A car moving with a constant acceleration covers the distance between two points 80 m apart in 8.0 s. Its velocity as it passes the second point is 14 m/s.
(a) What was the speed at the first point?
1 m/s
(b) What is the constant acceleration?
2 m/s2
(c) How far behind the first point was the car at rest?
3 m
To answer these questions, we need to use the equations of motion that relate distance, time, velocity, and acceleration. The main equation we will be using is:
v = u + at
where:
v = final velocity
u = initial velocity
a = acceleration
t = time
(a) To find the speed at the first point (u), we know the final velocity (v) and the time (t). Rearranging the equation, we have:
u = v - at
Substituting the given values:
v = 14 m/s
t = 8.0 s
u = 14 m/s - a * 8.0 s
Since the acceleration is constant, we know a = change in velocity / change in time. Therefore:
a = (v - u) / t
Substituting the given values:
a = (14 m/s - u) / 8.0 s
Now we have a system of equations.
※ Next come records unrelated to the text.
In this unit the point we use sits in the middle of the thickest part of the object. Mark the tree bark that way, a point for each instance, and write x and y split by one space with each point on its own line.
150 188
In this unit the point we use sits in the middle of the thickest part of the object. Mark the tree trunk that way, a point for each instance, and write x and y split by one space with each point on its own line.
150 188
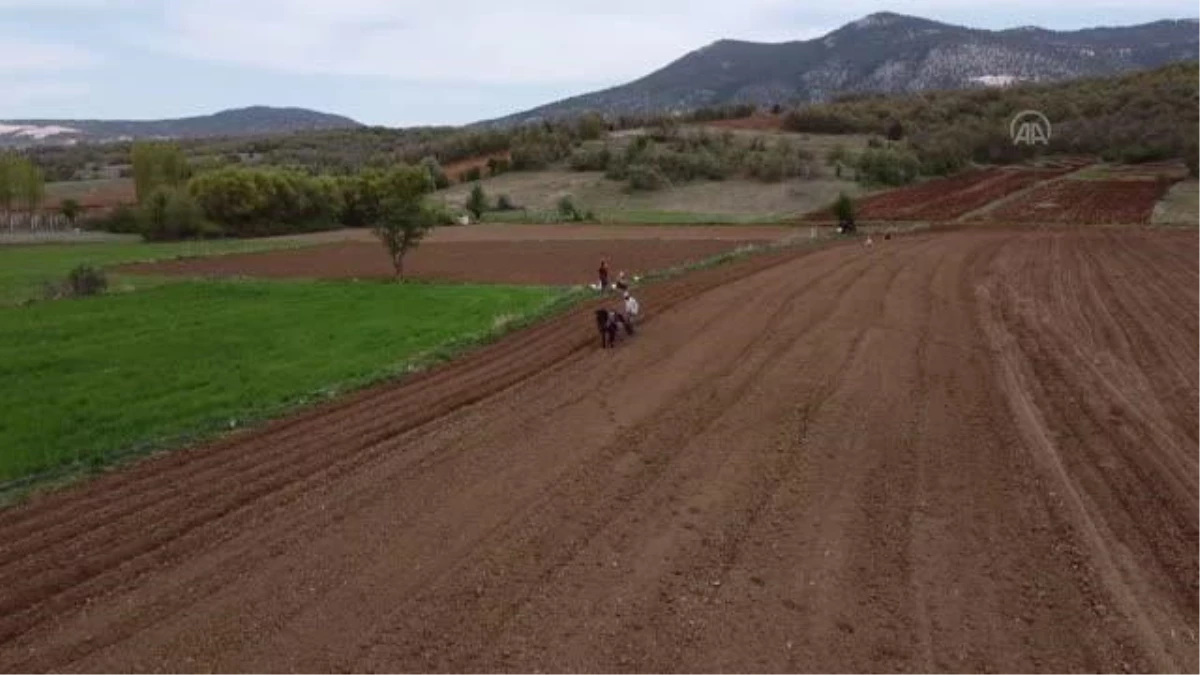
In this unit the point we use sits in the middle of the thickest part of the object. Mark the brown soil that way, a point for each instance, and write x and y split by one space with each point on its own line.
973 452
499 262
754 123
455 169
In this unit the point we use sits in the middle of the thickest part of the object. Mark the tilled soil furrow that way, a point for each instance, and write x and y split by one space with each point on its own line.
34 581
954 452
492 370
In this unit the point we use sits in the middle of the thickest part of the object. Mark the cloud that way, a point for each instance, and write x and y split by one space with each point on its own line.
533 42
471 41
19 55
40 93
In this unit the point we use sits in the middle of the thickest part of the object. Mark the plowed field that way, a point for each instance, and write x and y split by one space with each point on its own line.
1086 202
976 452
503 262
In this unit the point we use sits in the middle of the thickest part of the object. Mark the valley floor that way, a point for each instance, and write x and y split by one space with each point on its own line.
965 453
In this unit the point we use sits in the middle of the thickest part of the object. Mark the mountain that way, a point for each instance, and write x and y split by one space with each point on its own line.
244 121
885 53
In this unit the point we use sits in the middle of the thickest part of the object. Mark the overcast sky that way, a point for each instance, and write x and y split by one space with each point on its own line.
401 63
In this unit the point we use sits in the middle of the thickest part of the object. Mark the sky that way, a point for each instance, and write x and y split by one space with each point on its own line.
402 63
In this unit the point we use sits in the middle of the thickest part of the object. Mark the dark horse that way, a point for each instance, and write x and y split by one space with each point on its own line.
609 323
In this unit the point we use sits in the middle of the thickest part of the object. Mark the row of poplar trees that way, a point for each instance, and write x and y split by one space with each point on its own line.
22 190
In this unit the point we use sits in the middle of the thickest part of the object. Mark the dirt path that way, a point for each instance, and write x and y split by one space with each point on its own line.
963 453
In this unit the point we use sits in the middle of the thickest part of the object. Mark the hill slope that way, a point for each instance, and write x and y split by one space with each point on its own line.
243 121
886 53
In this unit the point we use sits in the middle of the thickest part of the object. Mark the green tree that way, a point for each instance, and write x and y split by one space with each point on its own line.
157 165
9 181
403 217
33 189
70 210
478 202
844 209
156 225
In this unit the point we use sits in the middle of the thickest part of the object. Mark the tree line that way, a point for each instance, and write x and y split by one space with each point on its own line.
174 202
22 189
1144 117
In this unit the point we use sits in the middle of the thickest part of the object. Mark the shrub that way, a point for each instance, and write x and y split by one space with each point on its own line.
82 281
887 167
844 209
187 219
586 159
646 178
123 220
478 202
431 165
567 208
496 166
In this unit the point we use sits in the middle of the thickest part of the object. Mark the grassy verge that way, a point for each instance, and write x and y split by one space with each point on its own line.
25 269
106 380
94 380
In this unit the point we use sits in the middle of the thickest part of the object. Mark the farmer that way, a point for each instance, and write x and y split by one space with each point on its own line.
622 284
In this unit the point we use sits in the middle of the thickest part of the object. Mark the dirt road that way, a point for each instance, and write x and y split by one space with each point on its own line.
961 453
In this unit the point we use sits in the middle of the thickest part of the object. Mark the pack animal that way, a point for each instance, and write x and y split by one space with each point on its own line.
607 326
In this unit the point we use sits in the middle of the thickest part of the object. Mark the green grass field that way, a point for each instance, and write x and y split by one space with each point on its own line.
90 380
25 269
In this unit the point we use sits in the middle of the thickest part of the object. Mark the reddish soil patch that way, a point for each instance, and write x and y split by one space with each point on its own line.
754 123
949 198
971 453
454 171
1086 202
495 262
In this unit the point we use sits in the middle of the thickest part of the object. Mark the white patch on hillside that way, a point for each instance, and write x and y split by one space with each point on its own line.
996 79
33 131
875 19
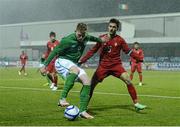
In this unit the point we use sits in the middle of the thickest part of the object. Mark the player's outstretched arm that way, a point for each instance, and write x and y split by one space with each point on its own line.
130 52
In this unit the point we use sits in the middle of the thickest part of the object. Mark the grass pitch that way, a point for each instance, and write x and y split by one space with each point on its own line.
24 100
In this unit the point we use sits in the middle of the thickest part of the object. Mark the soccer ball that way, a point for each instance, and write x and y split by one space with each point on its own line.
71 112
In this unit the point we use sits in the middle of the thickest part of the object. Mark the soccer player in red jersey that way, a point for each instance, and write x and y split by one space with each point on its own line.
23 58
51 72
135 64
110 62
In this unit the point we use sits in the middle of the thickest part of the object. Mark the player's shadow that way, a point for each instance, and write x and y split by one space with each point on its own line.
94 109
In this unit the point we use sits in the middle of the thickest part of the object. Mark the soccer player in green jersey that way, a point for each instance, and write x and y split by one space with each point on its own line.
69 51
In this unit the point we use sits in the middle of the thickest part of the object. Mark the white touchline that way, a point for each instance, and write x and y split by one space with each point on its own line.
102 93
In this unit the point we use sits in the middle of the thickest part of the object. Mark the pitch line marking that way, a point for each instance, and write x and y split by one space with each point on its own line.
101 93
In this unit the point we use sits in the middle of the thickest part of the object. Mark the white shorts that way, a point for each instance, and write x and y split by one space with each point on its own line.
62 67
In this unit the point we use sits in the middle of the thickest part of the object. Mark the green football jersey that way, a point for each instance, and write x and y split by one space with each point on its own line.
70 48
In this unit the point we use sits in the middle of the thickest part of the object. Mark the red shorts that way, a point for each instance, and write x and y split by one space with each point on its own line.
51 67
103 72
136 66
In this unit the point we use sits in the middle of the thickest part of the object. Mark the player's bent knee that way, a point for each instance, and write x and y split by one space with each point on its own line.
85 80
75 70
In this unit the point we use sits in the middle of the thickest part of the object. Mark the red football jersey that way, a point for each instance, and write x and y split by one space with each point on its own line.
139 52
23 58
51 46
110 51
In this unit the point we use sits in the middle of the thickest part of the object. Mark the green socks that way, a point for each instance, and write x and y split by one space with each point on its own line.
84 97
69 83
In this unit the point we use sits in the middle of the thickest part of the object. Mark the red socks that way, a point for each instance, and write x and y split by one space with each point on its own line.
132 92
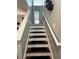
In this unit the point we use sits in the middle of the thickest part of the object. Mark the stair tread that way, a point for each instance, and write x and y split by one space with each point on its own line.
32 30
37 39
37 45
37 34
36 26
38 54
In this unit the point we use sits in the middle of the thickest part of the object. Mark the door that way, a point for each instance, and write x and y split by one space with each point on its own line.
36 17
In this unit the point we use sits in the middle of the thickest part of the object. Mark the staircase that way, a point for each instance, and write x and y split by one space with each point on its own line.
38 46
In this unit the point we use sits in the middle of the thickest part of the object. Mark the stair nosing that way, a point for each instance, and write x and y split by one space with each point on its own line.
37 45
38 54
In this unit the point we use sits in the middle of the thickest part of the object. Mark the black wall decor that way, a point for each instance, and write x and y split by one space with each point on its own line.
49 5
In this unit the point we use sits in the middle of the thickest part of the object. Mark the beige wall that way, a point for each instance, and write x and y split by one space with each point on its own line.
22 9
54 18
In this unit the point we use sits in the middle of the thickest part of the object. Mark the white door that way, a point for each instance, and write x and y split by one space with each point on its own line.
36 17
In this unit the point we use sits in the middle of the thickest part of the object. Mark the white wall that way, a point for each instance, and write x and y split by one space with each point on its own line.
54 18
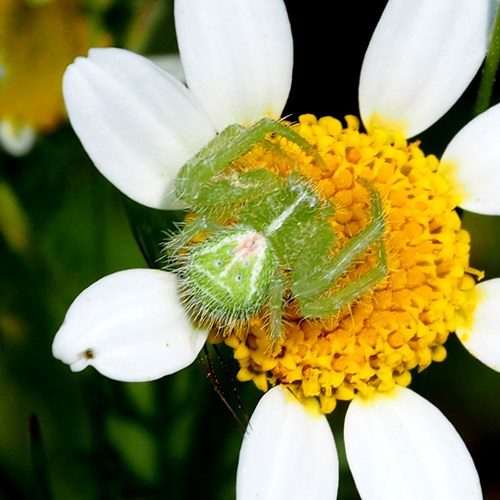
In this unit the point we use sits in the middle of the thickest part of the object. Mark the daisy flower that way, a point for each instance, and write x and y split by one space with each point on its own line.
140 125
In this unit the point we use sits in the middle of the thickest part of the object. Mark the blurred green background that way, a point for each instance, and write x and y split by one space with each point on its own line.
62 227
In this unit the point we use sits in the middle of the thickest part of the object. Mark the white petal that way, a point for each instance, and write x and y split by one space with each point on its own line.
473 159
237 56
482 338
130 326
399 446
421 58
138 124
288 452
17 140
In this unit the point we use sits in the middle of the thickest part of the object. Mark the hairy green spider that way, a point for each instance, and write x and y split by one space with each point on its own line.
280 245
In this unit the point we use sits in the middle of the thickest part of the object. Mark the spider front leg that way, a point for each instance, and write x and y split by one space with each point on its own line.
229 145
276 291
306 288
313 307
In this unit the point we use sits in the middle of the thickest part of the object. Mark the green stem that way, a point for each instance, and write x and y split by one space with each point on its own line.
490 68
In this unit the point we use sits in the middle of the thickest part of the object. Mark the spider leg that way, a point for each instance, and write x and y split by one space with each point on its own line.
326 306
231 143
180 239
241 187
309 285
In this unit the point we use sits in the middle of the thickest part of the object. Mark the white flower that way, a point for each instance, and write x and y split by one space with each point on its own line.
139 126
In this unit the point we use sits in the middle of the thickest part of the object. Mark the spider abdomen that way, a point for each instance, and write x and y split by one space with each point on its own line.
228 275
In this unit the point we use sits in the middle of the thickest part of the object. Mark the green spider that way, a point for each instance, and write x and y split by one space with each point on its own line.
280 246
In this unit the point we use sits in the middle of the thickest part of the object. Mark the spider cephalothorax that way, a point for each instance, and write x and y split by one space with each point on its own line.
280 243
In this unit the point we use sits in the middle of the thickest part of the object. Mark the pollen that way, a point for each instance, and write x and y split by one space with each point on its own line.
399 326
37 42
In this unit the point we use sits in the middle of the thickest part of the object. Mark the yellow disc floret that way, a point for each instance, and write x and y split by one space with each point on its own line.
400 324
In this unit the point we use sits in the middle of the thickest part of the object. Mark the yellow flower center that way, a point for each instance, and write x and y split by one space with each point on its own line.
403 322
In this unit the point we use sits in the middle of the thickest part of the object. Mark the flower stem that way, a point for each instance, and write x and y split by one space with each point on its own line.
490 68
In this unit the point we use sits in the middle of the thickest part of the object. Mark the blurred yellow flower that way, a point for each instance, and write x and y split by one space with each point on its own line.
37 41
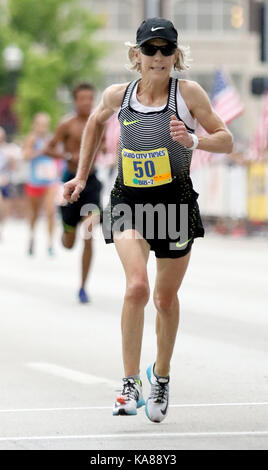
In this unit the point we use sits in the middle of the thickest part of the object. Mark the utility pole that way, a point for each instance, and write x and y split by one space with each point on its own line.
264 31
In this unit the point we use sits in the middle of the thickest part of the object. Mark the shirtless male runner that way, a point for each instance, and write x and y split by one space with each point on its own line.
69 133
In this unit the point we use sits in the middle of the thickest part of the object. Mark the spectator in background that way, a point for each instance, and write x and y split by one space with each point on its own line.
9 154
41 186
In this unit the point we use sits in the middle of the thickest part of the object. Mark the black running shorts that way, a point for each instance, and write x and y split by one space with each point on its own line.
167 217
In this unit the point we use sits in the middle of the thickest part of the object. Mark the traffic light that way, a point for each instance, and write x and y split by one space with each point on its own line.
237 16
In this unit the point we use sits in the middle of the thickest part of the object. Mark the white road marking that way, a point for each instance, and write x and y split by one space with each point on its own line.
90 408
70 374
139 436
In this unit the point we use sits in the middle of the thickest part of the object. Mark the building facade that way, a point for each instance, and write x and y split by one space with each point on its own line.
221 34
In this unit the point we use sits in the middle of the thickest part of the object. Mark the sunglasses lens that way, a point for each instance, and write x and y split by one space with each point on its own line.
149 49
167 50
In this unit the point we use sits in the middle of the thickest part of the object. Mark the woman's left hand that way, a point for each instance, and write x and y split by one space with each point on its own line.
179 132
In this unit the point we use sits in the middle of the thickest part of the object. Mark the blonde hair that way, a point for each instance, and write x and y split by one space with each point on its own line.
182 63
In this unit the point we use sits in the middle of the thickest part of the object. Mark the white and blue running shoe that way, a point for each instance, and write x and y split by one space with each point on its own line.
157 404
130 399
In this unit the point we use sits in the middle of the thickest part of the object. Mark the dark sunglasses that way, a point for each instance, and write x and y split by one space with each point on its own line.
150 49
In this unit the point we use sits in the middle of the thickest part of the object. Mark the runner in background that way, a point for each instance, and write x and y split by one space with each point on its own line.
68 135
9 155
41 186
106 159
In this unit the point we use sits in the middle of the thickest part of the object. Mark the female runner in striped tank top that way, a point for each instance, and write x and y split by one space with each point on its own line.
153 205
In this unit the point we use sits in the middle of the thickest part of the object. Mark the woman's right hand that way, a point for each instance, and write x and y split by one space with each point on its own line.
73 188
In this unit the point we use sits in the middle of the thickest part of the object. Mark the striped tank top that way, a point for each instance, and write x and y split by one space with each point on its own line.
148 157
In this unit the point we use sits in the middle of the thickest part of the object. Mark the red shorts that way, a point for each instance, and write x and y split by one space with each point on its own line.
35 191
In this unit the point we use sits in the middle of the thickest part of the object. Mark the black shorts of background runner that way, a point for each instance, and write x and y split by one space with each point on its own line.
71 213
179 191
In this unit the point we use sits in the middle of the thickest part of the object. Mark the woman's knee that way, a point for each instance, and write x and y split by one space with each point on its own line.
165 302
68 240
138 291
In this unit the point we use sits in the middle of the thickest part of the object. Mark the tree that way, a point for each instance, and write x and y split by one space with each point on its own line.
56 37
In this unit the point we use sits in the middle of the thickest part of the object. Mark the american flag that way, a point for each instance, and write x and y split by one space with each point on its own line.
225 99
227 104
260 140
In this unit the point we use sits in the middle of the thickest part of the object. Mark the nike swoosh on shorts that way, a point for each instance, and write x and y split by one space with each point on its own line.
179 245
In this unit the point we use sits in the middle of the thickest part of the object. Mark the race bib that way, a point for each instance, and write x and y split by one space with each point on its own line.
46 171
146 169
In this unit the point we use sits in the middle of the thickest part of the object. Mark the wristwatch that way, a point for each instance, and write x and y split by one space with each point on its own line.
195 144
68 156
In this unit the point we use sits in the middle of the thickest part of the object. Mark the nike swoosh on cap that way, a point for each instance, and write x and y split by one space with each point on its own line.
159 27
127 123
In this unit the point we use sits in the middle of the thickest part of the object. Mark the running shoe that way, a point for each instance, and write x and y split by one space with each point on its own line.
157 404
83 297
130 399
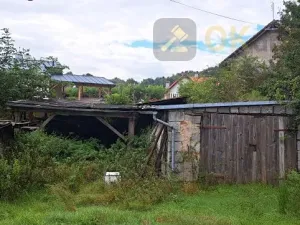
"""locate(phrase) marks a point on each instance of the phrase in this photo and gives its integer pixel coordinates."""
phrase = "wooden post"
(131, 127)
(281, 149)
(298, 149)
(100, 92)
(17, 116)
(80, 90)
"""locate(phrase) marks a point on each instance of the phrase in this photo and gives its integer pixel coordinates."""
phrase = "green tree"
(239, 81)
(21, 76)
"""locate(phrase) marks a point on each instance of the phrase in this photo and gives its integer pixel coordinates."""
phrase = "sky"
(114, 38)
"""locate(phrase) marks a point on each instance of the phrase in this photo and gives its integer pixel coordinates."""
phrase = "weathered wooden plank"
(235, 148)
(229, 148)
(272, 159)
(263, 138)
(239, 149)
(246, 150)
(131, 126)
(223, 146)
(267, 148)
(281, 149)
(258, 149)
(204, 146)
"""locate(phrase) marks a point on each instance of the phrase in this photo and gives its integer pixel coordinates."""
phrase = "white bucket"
(112, 177)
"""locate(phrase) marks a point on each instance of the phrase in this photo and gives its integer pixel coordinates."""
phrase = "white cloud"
(87, 35)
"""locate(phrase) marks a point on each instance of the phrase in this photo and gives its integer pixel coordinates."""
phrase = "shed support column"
(131, 126)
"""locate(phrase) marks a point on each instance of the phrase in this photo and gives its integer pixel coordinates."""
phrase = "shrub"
(38, 159)
(289, 195)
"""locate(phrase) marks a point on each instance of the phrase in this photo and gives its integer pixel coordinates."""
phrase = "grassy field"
(250, 204)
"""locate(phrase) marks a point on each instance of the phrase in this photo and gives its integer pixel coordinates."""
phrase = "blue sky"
(201, 45)
(114, 38)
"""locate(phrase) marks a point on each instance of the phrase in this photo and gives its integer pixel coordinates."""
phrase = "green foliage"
(289, 197)
(284, 80)
(117, 99)
(129, 93)
(226, 205)
(22, 76)
(34, 162)
(239, 81)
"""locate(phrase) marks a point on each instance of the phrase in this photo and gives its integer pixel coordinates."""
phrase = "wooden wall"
(247, 148)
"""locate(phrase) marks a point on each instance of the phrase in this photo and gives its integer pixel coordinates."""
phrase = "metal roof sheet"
(212, 105)
(82, 79)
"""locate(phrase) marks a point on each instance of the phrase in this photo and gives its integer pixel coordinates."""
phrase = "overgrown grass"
(247, 205)
(52, 180)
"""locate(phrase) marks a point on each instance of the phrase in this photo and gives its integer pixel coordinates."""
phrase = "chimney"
(167, 84)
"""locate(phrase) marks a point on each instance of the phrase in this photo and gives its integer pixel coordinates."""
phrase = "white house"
(173, 89)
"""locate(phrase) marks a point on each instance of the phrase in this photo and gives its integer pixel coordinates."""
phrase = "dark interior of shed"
(86, 127)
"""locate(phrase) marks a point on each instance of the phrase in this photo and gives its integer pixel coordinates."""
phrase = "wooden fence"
(247, 148)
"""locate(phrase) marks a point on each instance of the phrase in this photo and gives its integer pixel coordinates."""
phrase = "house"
(260, 45)
(173, 89)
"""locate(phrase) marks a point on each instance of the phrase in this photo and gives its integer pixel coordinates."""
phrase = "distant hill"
(211, 71)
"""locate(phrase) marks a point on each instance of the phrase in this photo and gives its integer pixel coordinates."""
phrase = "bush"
(289, 198)
(37, 160)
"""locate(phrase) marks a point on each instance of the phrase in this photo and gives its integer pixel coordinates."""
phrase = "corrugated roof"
(271, 26)
(212, 105)
(82, 79)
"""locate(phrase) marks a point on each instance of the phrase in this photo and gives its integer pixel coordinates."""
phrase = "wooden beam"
(111, 128)
(44, 124)
(131, 127)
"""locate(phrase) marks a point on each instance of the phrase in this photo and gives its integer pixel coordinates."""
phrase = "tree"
(284, 79)
(21, 76)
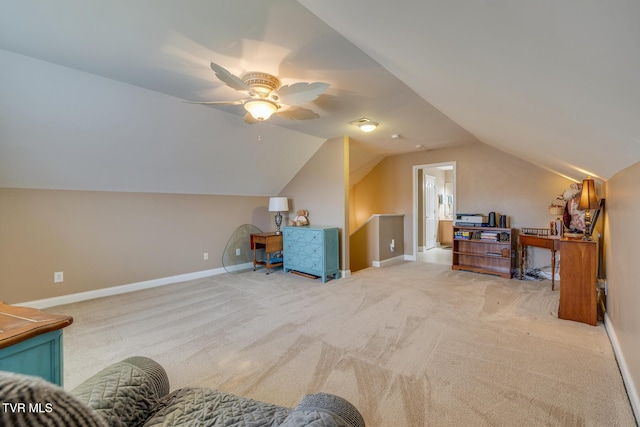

We can solve for both u and a.
(b) To find the constant acceleration, we rearrange the equation:
a = (v - u) / t
Substituting the given values:
a = (14 m/s - u) / 8.0 s
Solving for a, we can use the acceleration in part (b) to find u.
(c) To find how far behind the first point the car was at rest (d), we need to determine the distance traveled by the car from the first point to the second point. We can use the equation of motion:
s = ut + (1/2)at^2
where:
s = distance
u = initial velocity
t = time
a = acceleration
Since the car passes the second point with a final velocity of 14 m/s, we can use this equation to find the distance traveled:
80 m = ut + (1/2)at^2
Using the values of u and a obtained from parts (a) and (b), we can solve for t. Once we have t, we can substitute it back into the equation to find d.